To achieve good performance for accessing data on the BeSTGRID storage, it is necessary to run a slave SRB server on the IBM p520 system - which has direct access to the BeSTGRID storage via GPFS. The alternative, accessing the storage via NFS from the master SRB server would be painfully slow and has been strongly discouraged.

This page documents the installation of the SRB slave server on the IBM p520 (hpcgrid1). As the system runs AIX on Power5+ CPUs, I had to compile SRB from source. As I was compiling just the minimal version of SRB (no GSI, no Globus, no database connectivity), it was in the end a reasonably straightforward job.

Contents

[edit] Compiling SRB

For the compilation, I've had the choice whether to compile with xlC or gcc, and whether to compile in 32-bit or 64-bit mode.

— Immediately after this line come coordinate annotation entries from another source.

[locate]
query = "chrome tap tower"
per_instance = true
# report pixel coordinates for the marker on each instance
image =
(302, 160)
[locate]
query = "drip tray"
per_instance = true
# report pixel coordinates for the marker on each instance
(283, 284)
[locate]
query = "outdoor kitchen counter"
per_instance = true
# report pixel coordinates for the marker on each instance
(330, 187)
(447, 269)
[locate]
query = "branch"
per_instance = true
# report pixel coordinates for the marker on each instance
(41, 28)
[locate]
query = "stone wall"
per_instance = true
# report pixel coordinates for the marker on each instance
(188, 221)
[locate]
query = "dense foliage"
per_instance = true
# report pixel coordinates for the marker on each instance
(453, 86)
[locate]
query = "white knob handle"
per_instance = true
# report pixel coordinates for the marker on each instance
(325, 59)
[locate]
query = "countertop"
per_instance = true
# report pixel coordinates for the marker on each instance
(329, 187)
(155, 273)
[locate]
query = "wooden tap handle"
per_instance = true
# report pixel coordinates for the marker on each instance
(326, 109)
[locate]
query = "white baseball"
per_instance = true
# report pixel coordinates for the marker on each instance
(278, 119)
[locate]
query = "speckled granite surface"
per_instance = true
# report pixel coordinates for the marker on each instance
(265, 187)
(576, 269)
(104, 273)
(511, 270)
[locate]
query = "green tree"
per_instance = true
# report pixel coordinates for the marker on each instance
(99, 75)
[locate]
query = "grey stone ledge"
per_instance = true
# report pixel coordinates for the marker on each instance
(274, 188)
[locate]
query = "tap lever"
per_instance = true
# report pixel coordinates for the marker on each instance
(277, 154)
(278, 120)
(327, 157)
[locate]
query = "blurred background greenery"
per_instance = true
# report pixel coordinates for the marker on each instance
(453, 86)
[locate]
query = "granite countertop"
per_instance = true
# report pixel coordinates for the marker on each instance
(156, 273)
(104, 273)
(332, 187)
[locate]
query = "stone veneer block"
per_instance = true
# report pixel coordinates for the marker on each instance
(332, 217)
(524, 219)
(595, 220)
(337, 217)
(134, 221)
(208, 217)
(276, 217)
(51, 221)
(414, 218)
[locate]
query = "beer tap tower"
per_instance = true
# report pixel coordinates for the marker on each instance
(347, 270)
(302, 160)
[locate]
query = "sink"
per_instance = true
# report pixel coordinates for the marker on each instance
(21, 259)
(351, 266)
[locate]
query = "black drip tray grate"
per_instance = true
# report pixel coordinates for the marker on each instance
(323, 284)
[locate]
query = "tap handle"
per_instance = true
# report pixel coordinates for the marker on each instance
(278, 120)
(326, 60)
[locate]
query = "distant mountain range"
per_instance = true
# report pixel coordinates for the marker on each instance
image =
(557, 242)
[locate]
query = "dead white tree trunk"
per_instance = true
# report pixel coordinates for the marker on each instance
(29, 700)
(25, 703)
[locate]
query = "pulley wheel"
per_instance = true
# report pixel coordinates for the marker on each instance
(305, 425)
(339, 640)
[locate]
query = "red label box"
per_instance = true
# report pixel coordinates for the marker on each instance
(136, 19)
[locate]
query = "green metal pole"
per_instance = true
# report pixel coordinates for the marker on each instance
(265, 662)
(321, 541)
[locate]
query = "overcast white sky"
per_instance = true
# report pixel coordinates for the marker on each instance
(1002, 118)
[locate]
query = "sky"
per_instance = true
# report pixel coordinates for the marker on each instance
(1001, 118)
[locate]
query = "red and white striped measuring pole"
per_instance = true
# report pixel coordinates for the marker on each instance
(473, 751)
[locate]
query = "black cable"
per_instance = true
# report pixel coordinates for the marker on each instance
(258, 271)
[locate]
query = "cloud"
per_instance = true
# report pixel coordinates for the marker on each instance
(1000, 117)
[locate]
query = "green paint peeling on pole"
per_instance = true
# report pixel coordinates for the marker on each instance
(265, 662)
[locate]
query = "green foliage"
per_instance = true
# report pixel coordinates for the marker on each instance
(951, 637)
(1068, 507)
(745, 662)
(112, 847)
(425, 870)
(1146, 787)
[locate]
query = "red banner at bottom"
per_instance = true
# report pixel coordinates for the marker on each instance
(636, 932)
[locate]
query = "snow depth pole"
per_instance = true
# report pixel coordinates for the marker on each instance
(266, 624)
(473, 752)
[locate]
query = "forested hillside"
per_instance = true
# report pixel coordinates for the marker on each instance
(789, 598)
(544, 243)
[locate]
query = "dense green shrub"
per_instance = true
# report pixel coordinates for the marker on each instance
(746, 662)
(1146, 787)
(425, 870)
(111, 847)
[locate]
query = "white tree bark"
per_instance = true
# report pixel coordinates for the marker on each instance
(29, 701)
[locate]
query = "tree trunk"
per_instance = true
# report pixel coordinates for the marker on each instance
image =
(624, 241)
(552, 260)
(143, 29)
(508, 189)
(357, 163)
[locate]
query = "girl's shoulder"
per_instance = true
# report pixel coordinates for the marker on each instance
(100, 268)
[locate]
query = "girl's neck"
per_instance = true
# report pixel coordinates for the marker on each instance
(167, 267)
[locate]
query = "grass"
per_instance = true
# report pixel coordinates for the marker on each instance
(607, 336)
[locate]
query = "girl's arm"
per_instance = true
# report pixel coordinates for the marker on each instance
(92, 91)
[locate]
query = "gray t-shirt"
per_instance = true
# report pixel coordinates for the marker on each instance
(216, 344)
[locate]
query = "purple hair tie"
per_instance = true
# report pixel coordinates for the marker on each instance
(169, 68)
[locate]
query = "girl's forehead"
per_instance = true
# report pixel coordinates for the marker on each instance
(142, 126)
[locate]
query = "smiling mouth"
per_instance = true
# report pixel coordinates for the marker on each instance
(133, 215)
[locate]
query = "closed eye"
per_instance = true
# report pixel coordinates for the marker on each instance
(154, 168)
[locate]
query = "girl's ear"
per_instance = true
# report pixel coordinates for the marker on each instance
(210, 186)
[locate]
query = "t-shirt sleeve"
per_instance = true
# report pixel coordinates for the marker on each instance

I first tried compiling with xlC in 64-bit mode ... aiming to build a high-performing and robust system. I succeeded in compiling SRB, and it did run, but it failed to communicate with the (32-bit) master SRB server. Recompiling with gcc in 32-bit mode resulted in a server that runs well and interoperates correctly with the master server. I suspect the 64-bit mode was the problem and SRB is not 64-bit safe - but I did not do the additional experiment to figure out whether the problem was with the 64-bit mode or with xlC. I took the simplifying conclusion that gcc/32 does work and xlC/64 does not...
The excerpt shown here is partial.